The original meaning of "Day of reckoning" refers to:

the Last Judgment of God in Christian and Islamic belief during which everyone after death is called to account for their actions committed in life. (Wikipedia)

the expression is metaphorically more commonly used in reference to:

a day or time in the future when people will be forced to deal with an unpleasant situation which they have avoided until now, as in "The day of reckoning is coming for the water company directors". (Collins)

Etymonline says that the expression is from the 17th century:

Day of reckoning, attested from c. 1600.

It appears that the expression was probably coined in King James Bible even though English versions of the Bible had been written well before the 17th century.


Can anyone confirm the religious origin of the expression, given that "reckoning" had been used from the 14th with reference to accounts and obligations?

Or was it originally a layman's expression and later adopted by religious preachers?

3 Answers 3


The first attestation the OED has is ca. 1387.

T. Wimbledon Serm: Þe day of streyt rekenyng shal come, þat is þe day of doom.

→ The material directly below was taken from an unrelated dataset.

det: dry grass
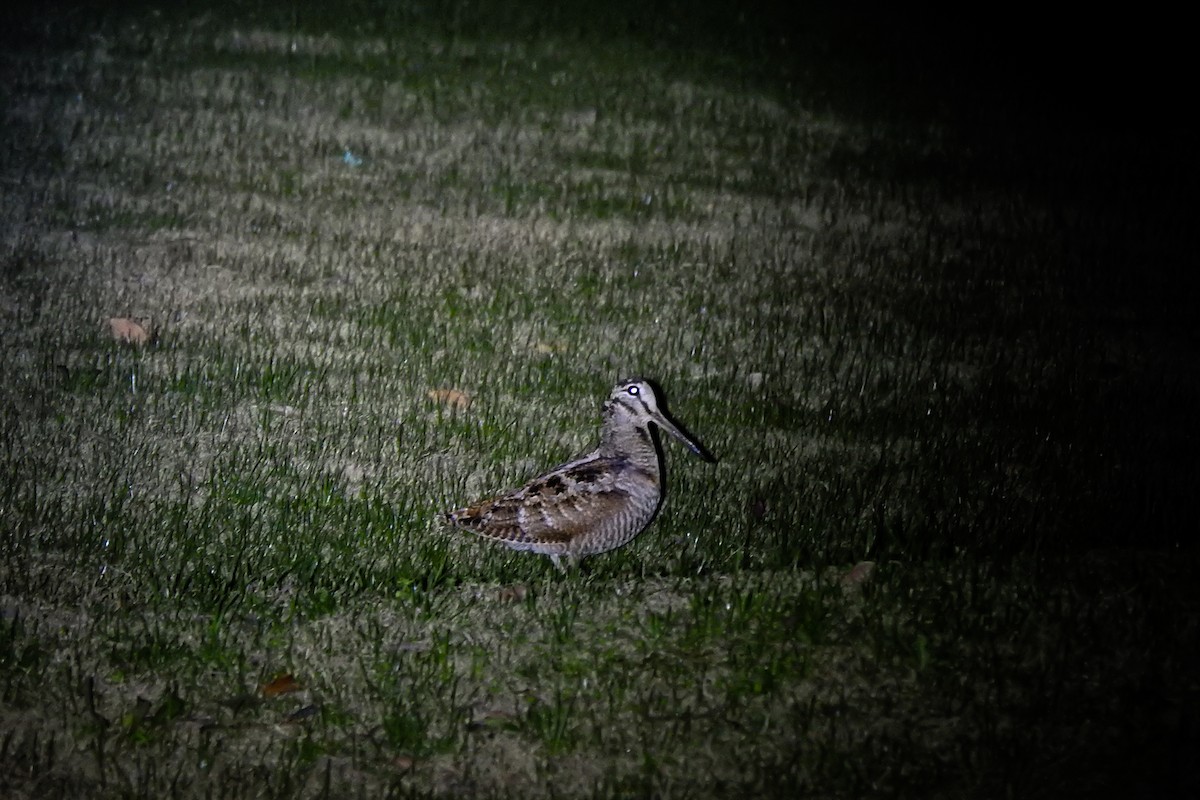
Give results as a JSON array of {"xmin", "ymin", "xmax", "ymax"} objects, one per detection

This pretty clearly refers to the Last Judgment. And they don't have a citation that clearly does not refer to the Last Judgment until 1792 (although for some earlier ones, it's not entirely clear whether or not they refer to the Last Judgment).


It might be hard to determine if "day of reckoning" was originally a secular expression, but reckoning is a secular concept. The biblical reckoning is itself a metaphor, relying on people being familiar with contractual obligations and deadlines. Meriam Webster is nicely succinct in describing reckoning as "settling accounts".

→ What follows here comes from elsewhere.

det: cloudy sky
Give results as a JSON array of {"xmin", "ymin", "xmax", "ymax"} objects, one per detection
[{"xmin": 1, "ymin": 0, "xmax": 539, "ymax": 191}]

And that is indeed how it's used biblically; 2 Kings 22:7 is one of the few instances in the King James of the phrase reckoning. Even though it's commenting on a religious project, it's referring to a financial accounting. It points out that the tradesmen in charge of a temple restoration project were trusted to the extent that "there was no reckoning made with them of the money that was delivered into their hand".

Matthew 25:19 is one place that many English bibles render the original languages as 'reckon'. In this parable a wealthy man has entrusted wealth to some servants, then after some time a reckoning occurs, each one presents both the financial results and the narrative account of what actions they took. The response of the wealthy man shows that in his view this was really a test of how they could be trusted with responsibility.

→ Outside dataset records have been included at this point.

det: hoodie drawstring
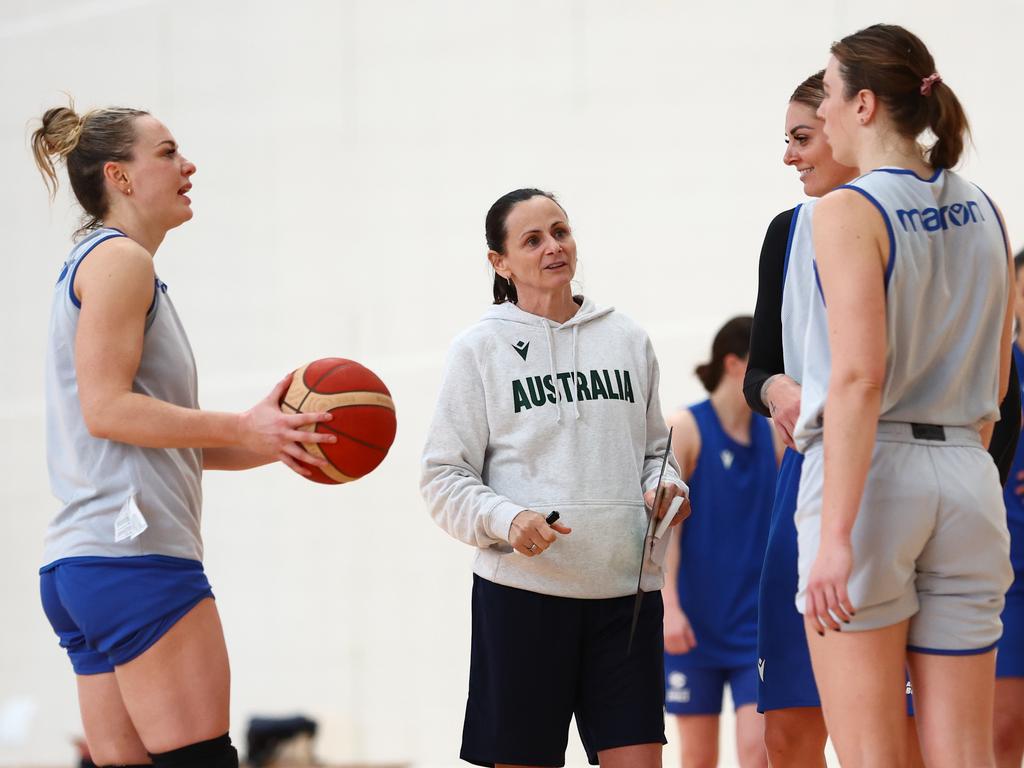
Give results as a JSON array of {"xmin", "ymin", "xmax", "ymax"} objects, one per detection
[
  {"xmin": 571, "ymin": 324, "xmax": 580, "ymax": 420},
  {"xmin": 543, "ymin": 321, "xmax": 582, "ymax": 424},
  {"xmin": 543, "ymin": 320, "xmax": 561, "ymax": 423}
]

Other parables of Jesus don't necessarily get translated with the word reckoning, but thematically speak of a 'day of reckoning' when a persons debts or positions of responsibility are examined by a higher authority. If the reckoning is favorable even great debts are forgiven (Matthew 18:23-27), or if the reckoning is unfavorable then punishment is carried out (Matthew 18:28-34 which describes a 2nd reckoning called upon the same individual), and application is made to the listeners to be aware that they will be called to account for their actions (Matthew 18:35).

Other scriptures use the same metaphor which may or may not be rendered as reckoning in English. For example some more modern translations use the phrase 'day(s) of reckoning' at Isaiah 10:3, Jeremiah 10:15 Hosea 9:7. While more archaic translations say "a day of visitation". Considering that the visitor is there to review accounts and render a judgement, it's not surprising that 'day of reckoning' is more colloquially popular than 'day of visitation' for encapsulating that concept.


The word 'reckoning' occurs twice in the Old Testament of the KJV where the concept is first introduced in the bible as a secular matter involving property and not, yet, as a matter of the Day of Judgment.

But the word 'reckon' does occur in such a context in Jesus' parable of the talents, where he describes a time when servants must give an account of how they have spent their time and to what profit, in Matthew 25:19. And there, the Day of Judgment is definitely in view.

The Wycliffe Version (1388) uses the word :

'the Lord of those servants came and reckoned with them'

William Tyndale uses it in his 1534 version :

'the Lord of those servants came and reckoned with them'

and the KJV (1611) follows with :

'and the Lord of those servants cometh and reckoneth with them'

The word 'reckon' is also used in another of Jesus' parables, a matter of merciless behaviour after a servant has, himself received forgiveness. Matthew 18:24.

  • Interesting, so the expression "Day of reckoning" is not present in King James Bible?
    – user66974
    Commented Oct 10, 2017 at 15:03
  • @Josh Not that I can find and not that I remember.